Example: 23.976 FPS Video on a 25Hz Display
If you have a display capable of 25Hz but not 24Hz, you can still use the same steps as above to run your 23.976 FPS video as 25 FPS so you don't get any dropped / repeated frames. This is exactly what PAL conversion does. Most TVs don't support 25Hz but can do 50Hz. In which case, all you have to do is manually divide your Display Rate value by 2 in the calculator. This will give you 25 FPS on a 50Hz display - i.e. each frame will be "shown" exactly twice, giving you the impression that your display is running at 25Hz.
What this means is, you can disable fluid motion and still have perfectly fluid video playback.
Example: 23.976 FPS Video on a 60Hz Display
There's not much you can do about a display that can only do 60Hz. In this situation, you'd have to resort to using Fluid Motion. However, most 60Hz can be "overclocked". If you can get it to run as high as 72Hz, you'll end up with a refresh rate that is 3 times of 24Hz (i.e. each frame will be "shown" exactly 3 times). Remember to divide your display refresh rate in the calculator by 3.

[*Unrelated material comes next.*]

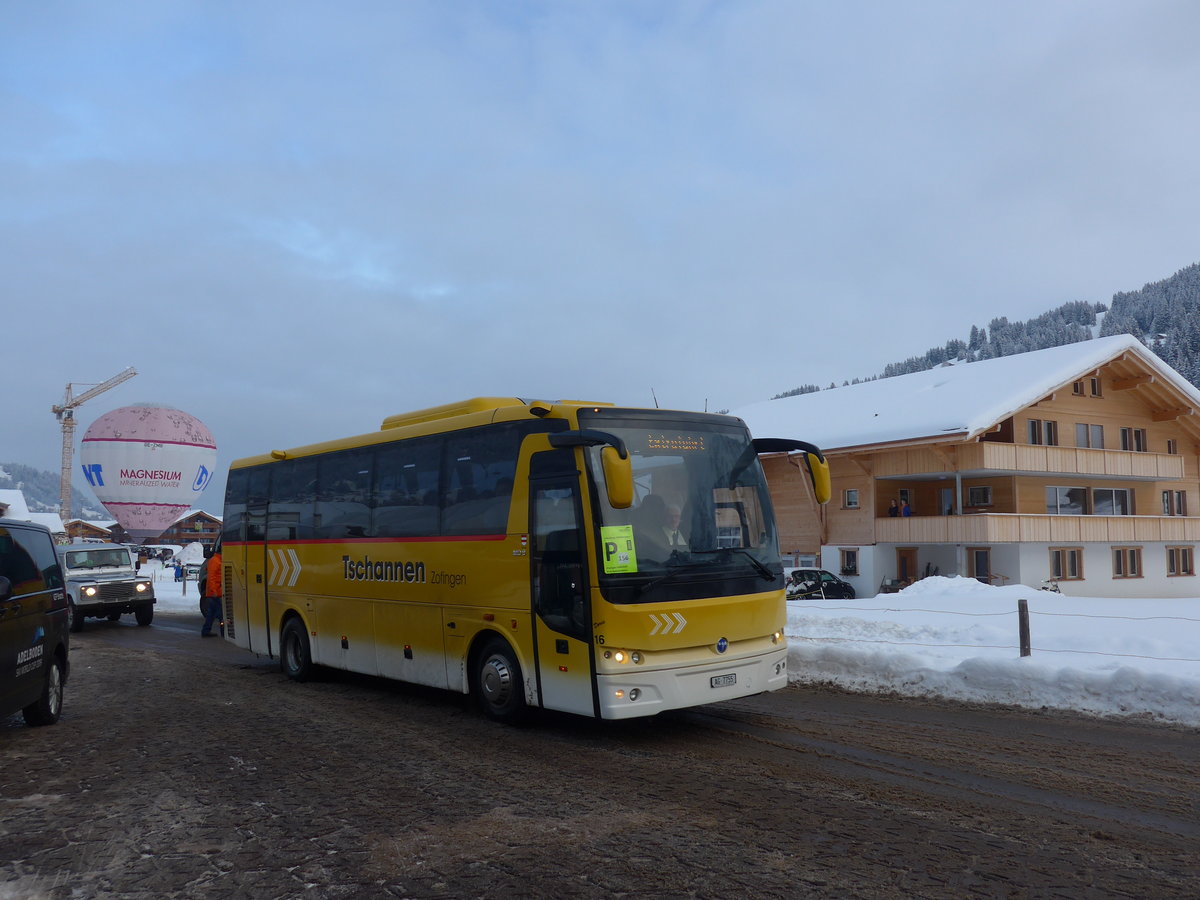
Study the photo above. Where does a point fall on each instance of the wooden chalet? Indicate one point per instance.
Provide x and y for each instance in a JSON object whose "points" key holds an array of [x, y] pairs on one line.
{"points": [[1077, 463]]}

What if your monitor won't go that high? Personally I have an older LCD monitor that would only go as high as 68.5Hz. That is still perfectly fine. Simply divide the display refresh rate by 3 in the calculator just as above. You'll end up with the video running at 22.833 FPS, which is around 5% slower than a normal playback. This coincidentally is the opposite of what a PAL conversion does.
Example: 50 FPS Video on a 50Hz Display
If you think playing back 50 FPS materials on a 50Hz display wouldn't need the rate tuner at all, you are sorely mistaken. What you will find is your display refresh rate will probably not be exactly 50.00000000Hz. So over a length of time, frame repeat/drop will occur which is exactly what Rate Tuner aims to eradicate. To match all 50 FPS materials, enter "p50" (without quotes) under the "Video Type" column.
Example: 60 FPS Video on a 60Hz Display
Most of you probably know that some displays / Windows / drivers always sets its refresh rate at 59.95Hz even when you've explicitly asked it to run at 60Hz. If you try to play 60 FPS materials on 59.95Hz, you'll get a dropped frame every ~3 seconds. In this situation, Rate Tuner comes in extremely handy - simply use it to play the video at 59.95Hz and Bob's your uncle!
Bitstreaming is not supported since there's no audio clock per se (the source clock comes from your AV receiver and cannot be adjusted). However, LPCM via HDMI will work just fine. Using MPC Audio Renderer with WASAPI exclusive mode output where your audio card's sample rate can be set directly, no pitch shift will occur. If you use the DirectSound audio renderer, the audio pitch will be shifted. Whether this is discernible is up to you but if PAL speedup is an acceptable practise (and has been for a very long time), then you should have no problem with the same slight shift in pitch.